Pa. judiciary sees increase in electronically collected court fines and fees, AOPC announces

By Jon Campisi | Jun 12, 2013

The Administrative Office of Pennsylvania Courts announced this week that more than

$100 million in traffic penalties and other court-related fines were collected electronically by the judiciary in the past two years since the implementation of the online payment feature known as “e-pay.”

The system appears to be an increasingly popular method of choice for defendants who are required to pay court-ordered fines, fees, costs and restitution.

In 2011, $1 out of every $17 collected by Pennsylvania courts came in via e-pay, while the following year that figure increased to $1 out of every $10, according to the AOPC.

Throughout the first quarter of 2013, the number was $1 in every $8.

Court officials have stated that they believe the convenience of the online payment option has been a contributing factor in an increase in the number of court-ordered collections.

“By providing an easy way to settle court-ordered costs, defendants can avoid future court action such as warrants or contempt of court proceedings, driver’s license suspensions and/or additional collection agency fees,” Pennsylvania Supreme Court Chief Justice Ronald D. Castille said in a statement.

The AOPC stated that annual court collections have increased slightly throughout the past half-decade, while total case filings throughout the state have declined a total of 13 percent during that same time frame.

Only a small portion of revenue collected by the courts goes back into the state judiciary, with most of the funds being distributed among state and local governments, as well as to victims.

By December 2011, all Common Pleas criminal and magisterial district courts across the commonwealth were offering the e-payment option to defendants, according to the AOPC.

The electronic payment system is “online and fully integrated with both the magisterial district and Common Pleas criminal court systems, creating a one-stop shop for defendants to make multiple payments on the Internet with a single transaction fee of $2.75,” reads a news release from the AOPC.

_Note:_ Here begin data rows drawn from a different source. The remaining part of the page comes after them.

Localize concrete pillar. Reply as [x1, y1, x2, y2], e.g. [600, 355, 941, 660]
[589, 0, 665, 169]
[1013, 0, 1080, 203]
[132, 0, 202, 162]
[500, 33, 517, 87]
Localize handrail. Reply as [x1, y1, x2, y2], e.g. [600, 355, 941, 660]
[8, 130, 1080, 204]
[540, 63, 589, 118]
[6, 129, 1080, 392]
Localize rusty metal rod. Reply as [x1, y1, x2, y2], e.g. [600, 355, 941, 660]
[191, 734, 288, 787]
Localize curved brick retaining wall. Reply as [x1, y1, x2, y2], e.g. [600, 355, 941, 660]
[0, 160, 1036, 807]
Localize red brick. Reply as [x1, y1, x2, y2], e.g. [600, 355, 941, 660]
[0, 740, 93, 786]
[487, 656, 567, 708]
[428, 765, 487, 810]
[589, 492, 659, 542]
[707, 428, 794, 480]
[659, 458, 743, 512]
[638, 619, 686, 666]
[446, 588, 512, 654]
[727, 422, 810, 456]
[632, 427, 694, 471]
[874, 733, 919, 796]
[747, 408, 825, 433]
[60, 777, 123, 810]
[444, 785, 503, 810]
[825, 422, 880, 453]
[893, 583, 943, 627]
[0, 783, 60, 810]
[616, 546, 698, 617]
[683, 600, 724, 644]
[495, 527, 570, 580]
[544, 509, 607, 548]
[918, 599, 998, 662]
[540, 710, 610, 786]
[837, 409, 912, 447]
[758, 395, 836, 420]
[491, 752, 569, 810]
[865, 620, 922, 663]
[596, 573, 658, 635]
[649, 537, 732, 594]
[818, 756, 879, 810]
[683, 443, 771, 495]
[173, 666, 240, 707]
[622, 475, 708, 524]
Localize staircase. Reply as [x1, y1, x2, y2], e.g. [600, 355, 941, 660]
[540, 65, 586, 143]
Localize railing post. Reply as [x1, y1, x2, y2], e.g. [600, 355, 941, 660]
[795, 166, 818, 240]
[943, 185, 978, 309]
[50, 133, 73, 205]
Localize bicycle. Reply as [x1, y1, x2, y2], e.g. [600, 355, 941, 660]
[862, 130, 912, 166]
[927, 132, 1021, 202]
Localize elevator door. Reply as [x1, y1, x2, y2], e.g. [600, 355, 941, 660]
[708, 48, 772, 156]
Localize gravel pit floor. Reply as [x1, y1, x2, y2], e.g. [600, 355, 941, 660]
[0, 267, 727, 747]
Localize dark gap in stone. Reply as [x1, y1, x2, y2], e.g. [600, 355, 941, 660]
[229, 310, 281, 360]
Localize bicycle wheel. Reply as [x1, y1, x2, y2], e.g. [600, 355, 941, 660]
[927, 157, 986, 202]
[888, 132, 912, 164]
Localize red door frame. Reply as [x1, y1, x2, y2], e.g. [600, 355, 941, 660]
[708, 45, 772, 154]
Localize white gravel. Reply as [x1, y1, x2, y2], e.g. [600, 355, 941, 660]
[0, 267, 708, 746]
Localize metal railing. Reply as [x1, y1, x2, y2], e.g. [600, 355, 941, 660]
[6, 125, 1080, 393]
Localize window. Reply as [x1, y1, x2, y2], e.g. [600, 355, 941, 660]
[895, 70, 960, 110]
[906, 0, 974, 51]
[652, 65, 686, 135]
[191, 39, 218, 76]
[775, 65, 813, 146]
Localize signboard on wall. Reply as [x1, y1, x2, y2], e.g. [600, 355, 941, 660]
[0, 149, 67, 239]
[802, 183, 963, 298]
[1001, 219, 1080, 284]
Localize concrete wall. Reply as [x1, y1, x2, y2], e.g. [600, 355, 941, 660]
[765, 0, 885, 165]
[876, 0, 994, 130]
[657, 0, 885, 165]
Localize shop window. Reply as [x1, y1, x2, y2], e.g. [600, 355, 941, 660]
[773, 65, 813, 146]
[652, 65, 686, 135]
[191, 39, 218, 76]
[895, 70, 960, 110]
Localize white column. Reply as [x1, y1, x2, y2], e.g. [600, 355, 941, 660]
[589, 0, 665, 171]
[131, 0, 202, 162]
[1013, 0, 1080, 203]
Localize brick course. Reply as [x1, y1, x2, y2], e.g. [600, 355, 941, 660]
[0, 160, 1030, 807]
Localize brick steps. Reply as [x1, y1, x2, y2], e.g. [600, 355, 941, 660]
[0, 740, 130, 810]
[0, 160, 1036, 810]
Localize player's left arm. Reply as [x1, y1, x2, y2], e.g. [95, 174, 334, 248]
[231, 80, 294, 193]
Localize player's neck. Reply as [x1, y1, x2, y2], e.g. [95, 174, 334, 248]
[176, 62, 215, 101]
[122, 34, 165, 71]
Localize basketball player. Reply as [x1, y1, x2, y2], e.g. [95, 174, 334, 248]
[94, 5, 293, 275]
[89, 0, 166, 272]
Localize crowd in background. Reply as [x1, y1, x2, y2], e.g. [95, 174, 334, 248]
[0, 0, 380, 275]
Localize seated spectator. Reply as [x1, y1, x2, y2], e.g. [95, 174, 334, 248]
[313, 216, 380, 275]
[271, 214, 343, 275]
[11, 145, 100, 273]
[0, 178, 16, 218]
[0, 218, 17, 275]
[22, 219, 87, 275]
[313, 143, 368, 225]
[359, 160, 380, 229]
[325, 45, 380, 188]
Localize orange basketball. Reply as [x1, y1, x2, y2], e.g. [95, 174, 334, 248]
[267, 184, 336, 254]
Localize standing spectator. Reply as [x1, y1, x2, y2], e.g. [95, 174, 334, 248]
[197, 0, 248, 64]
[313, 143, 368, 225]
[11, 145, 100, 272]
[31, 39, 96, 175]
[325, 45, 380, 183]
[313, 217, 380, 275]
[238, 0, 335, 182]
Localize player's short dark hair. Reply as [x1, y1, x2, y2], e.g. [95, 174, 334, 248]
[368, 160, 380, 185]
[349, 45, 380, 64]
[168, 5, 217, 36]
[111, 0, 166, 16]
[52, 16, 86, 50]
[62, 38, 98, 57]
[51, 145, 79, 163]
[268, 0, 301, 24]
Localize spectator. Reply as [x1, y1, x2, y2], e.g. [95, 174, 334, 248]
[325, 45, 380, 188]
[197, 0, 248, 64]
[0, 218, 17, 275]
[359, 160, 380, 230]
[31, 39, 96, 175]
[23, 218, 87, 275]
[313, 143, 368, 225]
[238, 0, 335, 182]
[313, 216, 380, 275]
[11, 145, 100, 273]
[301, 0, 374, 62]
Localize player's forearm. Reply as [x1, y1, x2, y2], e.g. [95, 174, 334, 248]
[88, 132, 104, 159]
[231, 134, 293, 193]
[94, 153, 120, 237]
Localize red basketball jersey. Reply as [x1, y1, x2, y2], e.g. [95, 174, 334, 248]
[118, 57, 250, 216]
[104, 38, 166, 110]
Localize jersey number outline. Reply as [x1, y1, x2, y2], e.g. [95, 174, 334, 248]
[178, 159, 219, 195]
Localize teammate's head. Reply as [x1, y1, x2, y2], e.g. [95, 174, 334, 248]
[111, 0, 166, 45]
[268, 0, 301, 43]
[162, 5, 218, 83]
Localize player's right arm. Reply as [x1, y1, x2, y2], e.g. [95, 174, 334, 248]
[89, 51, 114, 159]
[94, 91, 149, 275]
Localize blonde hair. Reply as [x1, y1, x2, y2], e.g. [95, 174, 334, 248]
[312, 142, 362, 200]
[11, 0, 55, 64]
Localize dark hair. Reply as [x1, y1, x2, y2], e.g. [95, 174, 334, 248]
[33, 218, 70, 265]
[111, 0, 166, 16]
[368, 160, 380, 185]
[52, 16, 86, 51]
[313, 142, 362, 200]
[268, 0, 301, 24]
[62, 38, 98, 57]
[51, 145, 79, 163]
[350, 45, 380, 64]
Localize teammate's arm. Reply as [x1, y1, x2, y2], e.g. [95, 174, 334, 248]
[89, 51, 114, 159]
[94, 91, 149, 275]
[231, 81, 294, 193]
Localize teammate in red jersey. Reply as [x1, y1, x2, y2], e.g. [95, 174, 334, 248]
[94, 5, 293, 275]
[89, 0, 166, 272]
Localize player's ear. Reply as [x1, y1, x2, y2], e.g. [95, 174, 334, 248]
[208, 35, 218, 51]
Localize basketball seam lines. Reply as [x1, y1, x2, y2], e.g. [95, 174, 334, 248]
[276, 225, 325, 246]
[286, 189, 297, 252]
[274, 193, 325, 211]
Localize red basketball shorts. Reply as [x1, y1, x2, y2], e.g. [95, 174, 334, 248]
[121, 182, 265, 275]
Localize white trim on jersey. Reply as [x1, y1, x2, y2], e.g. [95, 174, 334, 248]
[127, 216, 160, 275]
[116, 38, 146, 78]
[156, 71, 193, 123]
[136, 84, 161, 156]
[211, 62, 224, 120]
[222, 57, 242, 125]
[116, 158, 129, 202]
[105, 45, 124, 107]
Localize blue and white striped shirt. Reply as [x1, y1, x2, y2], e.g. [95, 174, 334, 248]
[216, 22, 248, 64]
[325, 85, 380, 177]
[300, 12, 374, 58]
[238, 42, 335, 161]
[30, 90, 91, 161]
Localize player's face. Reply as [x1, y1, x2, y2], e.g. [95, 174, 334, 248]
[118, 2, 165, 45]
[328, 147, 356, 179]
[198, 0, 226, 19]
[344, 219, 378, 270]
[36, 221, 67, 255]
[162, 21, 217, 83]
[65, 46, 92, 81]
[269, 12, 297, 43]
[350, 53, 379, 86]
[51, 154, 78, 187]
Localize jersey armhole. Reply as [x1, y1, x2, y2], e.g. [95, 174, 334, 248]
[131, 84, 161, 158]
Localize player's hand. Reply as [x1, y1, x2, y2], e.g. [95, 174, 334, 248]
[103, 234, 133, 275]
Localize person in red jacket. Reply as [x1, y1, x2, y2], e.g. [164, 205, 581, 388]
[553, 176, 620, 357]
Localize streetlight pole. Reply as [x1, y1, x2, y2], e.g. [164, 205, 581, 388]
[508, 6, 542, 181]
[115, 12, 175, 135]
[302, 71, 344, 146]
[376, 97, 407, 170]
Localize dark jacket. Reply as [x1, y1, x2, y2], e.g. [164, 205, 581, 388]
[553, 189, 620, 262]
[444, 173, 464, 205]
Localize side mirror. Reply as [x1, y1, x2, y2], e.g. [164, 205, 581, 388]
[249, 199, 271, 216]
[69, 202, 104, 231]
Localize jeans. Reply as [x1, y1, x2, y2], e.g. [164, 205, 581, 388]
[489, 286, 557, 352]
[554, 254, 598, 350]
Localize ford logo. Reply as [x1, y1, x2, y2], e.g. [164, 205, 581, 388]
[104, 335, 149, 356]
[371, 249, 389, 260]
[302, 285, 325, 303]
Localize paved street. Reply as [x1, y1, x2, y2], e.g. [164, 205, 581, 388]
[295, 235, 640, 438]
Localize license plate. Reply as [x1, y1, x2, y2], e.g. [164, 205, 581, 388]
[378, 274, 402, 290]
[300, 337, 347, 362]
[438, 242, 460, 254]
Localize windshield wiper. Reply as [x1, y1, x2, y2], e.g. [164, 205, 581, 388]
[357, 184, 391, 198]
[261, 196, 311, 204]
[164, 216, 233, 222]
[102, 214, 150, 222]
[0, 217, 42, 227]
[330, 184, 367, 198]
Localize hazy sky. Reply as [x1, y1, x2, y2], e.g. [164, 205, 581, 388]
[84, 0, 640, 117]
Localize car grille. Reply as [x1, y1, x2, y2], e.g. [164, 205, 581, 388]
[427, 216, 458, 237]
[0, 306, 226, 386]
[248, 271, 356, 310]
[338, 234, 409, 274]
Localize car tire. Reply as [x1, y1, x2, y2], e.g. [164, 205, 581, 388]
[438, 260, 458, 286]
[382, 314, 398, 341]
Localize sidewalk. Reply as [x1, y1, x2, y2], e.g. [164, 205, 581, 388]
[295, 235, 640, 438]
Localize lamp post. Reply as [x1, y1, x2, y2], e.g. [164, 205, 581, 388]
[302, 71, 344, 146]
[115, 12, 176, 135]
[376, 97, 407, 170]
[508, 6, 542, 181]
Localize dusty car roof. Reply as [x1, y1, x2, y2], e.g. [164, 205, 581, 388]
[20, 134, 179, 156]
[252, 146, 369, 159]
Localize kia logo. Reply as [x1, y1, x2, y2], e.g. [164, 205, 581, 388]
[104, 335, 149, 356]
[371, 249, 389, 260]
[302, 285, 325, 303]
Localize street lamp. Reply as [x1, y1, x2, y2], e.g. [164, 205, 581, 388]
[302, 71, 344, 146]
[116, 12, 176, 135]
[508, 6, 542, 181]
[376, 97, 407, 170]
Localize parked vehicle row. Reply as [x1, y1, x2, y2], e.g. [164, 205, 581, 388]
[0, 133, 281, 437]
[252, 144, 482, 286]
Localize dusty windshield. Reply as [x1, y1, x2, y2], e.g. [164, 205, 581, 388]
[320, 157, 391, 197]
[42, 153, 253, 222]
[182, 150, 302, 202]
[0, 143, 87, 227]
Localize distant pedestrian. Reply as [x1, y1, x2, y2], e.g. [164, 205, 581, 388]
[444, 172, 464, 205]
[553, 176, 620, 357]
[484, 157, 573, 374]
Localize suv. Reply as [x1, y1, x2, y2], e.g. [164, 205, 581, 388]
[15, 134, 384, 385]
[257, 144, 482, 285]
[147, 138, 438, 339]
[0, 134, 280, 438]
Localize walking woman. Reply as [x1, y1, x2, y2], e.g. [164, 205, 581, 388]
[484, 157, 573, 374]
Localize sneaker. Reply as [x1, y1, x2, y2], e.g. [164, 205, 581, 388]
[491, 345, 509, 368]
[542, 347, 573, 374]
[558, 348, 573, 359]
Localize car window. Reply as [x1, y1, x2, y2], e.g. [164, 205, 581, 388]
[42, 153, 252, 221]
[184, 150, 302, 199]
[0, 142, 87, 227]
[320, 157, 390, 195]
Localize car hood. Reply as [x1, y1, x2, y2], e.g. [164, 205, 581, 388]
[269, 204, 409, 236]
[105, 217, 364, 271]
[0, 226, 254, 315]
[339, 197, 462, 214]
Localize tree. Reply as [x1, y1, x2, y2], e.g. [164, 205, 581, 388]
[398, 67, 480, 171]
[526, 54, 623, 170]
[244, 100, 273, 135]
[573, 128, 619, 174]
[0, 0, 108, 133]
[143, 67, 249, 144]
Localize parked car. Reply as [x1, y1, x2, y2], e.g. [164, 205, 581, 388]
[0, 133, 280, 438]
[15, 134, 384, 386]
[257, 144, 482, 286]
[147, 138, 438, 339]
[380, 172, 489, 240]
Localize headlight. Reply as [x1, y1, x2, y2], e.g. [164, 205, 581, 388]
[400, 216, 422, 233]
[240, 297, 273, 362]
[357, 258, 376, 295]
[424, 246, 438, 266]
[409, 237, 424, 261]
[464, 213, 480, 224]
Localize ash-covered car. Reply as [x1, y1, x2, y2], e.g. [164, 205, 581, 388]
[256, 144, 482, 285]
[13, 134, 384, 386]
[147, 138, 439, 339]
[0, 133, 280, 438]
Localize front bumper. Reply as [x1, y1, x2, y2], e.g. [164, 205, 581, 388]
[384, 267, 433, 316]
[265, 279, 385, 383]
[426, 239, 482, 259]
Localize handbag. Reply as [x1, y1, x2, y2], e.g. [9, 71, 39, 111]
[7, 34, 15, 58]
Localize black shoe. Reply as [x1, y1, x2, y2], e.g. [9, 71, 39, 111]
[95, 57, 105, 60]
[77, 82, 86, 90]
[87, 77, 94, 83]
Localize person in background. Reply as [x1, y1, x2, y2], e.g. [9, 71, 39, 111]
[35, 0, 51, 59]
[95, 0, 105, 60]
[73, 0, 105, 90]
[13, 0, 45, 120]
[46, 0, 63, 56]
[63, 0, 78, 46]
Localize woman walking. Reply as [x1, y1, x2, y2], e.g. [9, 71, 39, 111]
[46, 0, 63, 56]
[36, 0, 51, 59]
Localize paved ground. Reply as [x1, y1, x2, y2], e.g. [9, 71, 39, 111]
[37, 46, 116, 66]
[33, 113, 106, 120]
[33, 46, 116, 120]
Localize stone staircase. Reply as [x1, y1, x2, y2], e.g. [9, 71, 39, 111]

Castille, the chief justice, said that the e-pay feature is an example of the court system using technology to “improve court management, cut court costs and provide conveniences for court users.

“E-pay saves time for the public and court staff by allowing the public to make court payments from home, while eliminating the need for court staff to enter payment data into the court’s computer systems,” Castille said in his statement.